Where do you want to live as you grow old and —very likely, at some point — lose the ability to take care of yourself? Probably, you want to remain at home, with necessary assistance along with ongoing contact with friends and family. Alternatively, you probably do not want to move into a nursing home.
For persons with limited resources, the Medicaid program increasingly helps persons stay at home by funding home and community-based services (HCBS) as an alternative to nursing home care. HCBS programs can pay for such services as personal care services at home, adult day care services, and assisted living facility care.
Under new Medicaid regulations, states currently are deciding when a service can be considered “community-based” for purposes of Medicaid funding. A recent article in The Atlantic explores the issue with a focus on adults with autism.
Like adults with autism and other persons with disabilities, older Americans have much at stake in the states’ setting of HCBS standards. The most obvious question is: What service models are eligible for payment? Should services in assisted living facilities be covered? What about adult day care programs? Does the size of these programs matter? And should programs be allowed to be “secure”, i.e., locked, if they care for persons with dementia?
These questions are important issues that deserve careful consideration. But they should not crowd out consideration of other, less obvious questions that involve how services are provided. The new federal regulations require (for example) that service providers ensure a person’s rights of privacy, dignity and respect, and optimize individual initiative, autonomy and independence. Under the regulations, each person must be able to make choices regarding services and who provides those services. Also, “integration” with the community under the regulations is not limited to the location and size of the setting; it also involves persons’ ability to engage in community life.
In many states’ policy discussions, we observe an undue concern with maintaining continuing eligibility for current service providers. This presents two problems. First, many current service providers should not remain eligible for Medicaid HCBS funding, as their settings and procedures are overly institutional, and not worthy of the term “community-based.”
Second, implementation of the federal regulations should involve much more than passing judgment on current service providers and settings. If the regulations are to have real impact, the high standards set by the regulations must be become standard operating procedure for HCBS providers. Concepts like dignity and choice must become real. Moving services out of a nursing home is one thing; changing the culture of service provision is challenging but vital, and too long overdue.

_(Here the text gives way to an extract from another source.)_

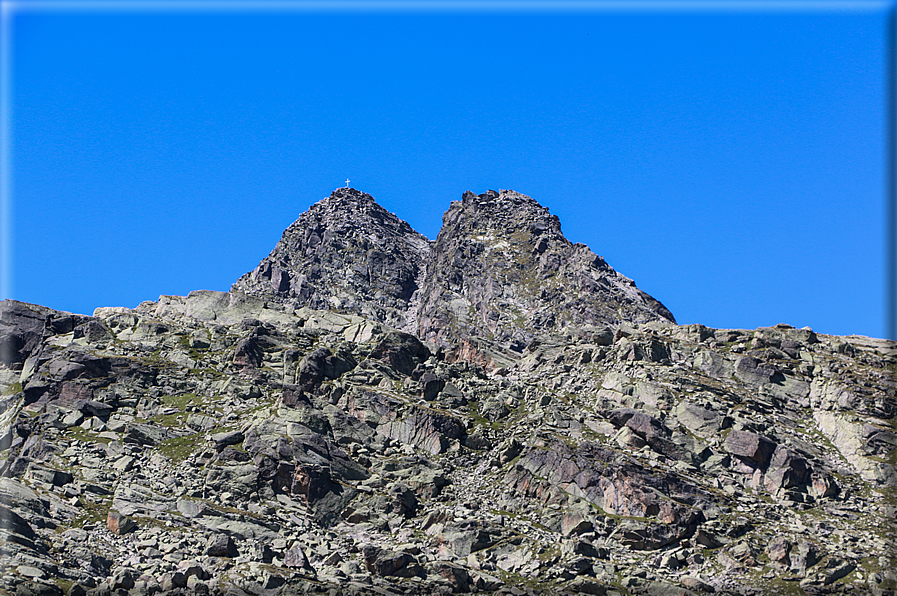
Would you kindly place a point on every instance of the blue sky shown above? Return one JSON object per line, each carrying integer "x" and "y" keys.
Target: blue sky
{"x": 730, "y": 161}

It is not purely coincidental that The Atlantic article focused on adults with disabilities, rather than older Americans, since the regulations’ impact on people with disabilities has received most of the attention thus far. We encourage older Americans, their families, consumer advocacy organizations, and social service agencies to change the current dynamic, and take an active role in how the federal regulations are implemented in their state. Such a role might include submitting comments on a state’s draft transition plans, assessing the extent to which current services are “community-based,” and publicizing how the regulations’ standards can improve the way services are provided.